Tribune publiée dans Le Monde de l’éducation le 2 décembre 2025

Cette tribune a été rédigée par le Bureau National de l’APSES et co-signée par de nombreuses associations du supérieur impliquées dans le Collège des SES.

A l’heure où les sociétés sont traversées par de multiples crises économiques, sociales, politiques et écologiques, on pourrait s’attendre à ce que l’école forme des citoyennes et des citoyens capables de comprendre ces enjeux à travers une démarche scientifique rigoureuse. Pourtant, le ministère de l’éducation nationale s’apprête à adopter un nouveau référentiel de formation des futurs enseignants de sciences économiques et sociales (SES) qui prend le contrepied de cette ambition. Il entend en effet exclure les débats des salles de classe et réduire l’enseignement à une simple transmission de notions supposément indiscutables.
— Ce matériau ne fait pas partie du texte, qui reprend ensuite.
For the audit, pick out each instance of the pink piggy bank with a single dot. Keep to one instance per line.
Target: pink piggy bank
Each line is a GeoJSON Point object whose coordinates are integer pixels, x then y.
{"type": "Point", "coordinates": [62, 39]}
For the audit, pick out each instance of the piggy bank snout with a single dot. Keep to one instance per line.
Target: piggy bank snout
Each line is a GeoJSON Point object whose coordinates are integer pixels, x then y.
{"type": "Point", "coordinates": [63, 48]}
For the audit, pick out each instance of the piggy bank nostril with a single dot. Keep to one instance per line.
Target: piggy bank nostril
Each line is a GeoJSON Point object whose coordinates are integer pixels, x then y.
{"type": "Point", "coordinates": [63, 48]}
On peine à y croire, mais le texte affirme noir sur blanc que l’enseignement des SES « n’a pas pour objet la présentation de débats, qu’ils soient de société ou théoriques », et que la participation des élèves à ces débats serait « réductrice » et « facteur de relativisme ». Faut-il comprendre qu’il sera dorénavant demandé aux futurs enseignants de SES d’enseigner les sources de la croissance sans s’interroger sur ses effets sur les inégalités ou l’environnement ? D’étudier l’organisation de nos sociétés sans aborder les débats théoriques entre sociologues sur l’actualité des classes sociales ? D’analyser le commerce international sans clarifier les éléments du débat entre libre-échange et protectionnisme ? Ou encore d’examiner la vie politique contemporaine sans interroger les modes de scrutin ou le rôle des médias et des sondages dans la construction de l’opinion publique ? Ce déni de questions socialement vives est effrayant.
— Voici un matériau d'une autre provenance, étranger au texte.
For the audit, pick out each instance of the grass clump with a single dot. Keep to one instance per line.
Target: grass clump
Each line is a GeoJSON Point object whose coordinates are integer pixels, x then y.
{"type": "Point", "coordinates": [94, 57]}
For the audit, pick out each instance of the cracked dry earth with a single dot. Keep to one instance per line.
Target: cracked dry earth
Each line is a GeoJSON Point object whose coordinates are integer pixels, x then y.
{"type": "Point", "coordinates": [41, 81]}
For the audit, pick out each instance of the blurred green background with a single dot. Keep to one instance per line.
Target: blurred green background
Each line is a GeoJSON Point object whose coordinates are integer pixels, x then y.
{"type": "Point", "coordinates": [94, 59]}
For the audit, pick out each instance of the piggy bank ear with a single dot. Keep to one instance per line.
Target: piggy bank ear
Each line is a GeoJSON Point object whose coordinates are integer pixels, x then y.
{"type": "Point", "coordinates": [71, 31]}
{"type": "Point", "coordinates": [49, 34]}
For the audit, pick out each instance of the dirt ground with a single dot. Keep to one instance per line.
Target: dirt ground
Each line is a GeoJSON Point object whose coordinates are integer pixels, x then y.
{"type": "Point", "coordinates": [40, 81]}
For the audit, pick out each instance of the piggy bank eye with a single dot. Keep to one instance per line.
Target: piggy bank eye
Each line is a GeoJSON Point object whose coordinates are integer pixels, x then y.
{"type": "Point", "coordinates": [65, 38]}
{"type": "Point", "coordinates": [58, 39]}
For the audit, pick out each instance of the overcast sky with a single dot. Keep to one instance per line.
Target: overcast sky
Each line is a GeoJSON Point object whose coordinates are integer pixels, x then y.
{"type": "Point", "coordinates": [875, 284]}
Ce refus du débat va aussi à rebours de ce qu’est la démarche scientifique. Les sciences sociales – comme toutes les sciences – ne se construisent que par la confrontation raisonnée d’hypothèses, par l’examen critique des faits, par la mise en discussion des cadres théoriques et des outils empiriques. La science ne s’impose jamais par dogme, mais par l’argumentation, les preuves, la comparaison. Invisibiliser ces débats conduit dès lors à s’écarter d’une démarche scientifique rigoureuse. Concrètement, à travers ce nouveau référentiel, le ministère demande aux futur⋅es enseignant⋅es de transmettre des « fondamentaux » vidés de leur sens, comme s’ils étaient éternels, indiscutables et anhistoriques.

Un contresens éducatif et démocratique

Depuis la réforme du lycée Blanquer (2019), les programmes de SES se sont déjà rétrécis, autour de la mémorisation de mécanismes, parfois déconnectés du monde réel, sans ancrage dans l’histoire de la pensée et sans réel pluralisme. Le nouveau référentiel franchit une étape supplémentaire en transformant la formation des professeur⋅es non en espace d’apprentissage scientifique et didactique, mais en outil de formatage. Comment présenter les débats théoriques qui structurent nos disciplines si les enseignants ne sont plus formés à les comprendre ? Comment développer l’esprit scientifique et critique des élèves si celui-ci disparaît des objectifs officiels de la discipline ?

L’école ne peut pas être le lieu du déni. Elle doit rester un espace où l’on apprend à analyser, confronter, discuter, douter. A l’heure où les citoyens sont submergés d’informations, où les « fake news » prospèrent et la polarisation informationnelle se renforce, renoncer au débat serait un contresens tant éducatif que démocratique.

Il est urgent de réécrire ce projet de référentiel et, plus largement, de repenser les programmes de SES pour remettre l’esprit critique et la formation du citoyen au cœur des ambitions du lycée.

Signataires : Sophie Bernard et Laurent Willemez, coprésidents de l’Association française de sociologie (AFS), Anne Bory et Fanny Jedlicki, coprésidentes de l’Association des sociologues enseignants du supérieur (ASES), Christophe Jaffrelot, président de l’Association française de science politique (AFSP), Agnès Labrousse et Gaël Plumecocq, coprésidents de l’Association française d’économie politique (AFEP), Emmanuelle Caley et Benjamin Quennesson, coprésidents de l’Association des professeurs de sciences économiques et sociales (APSES).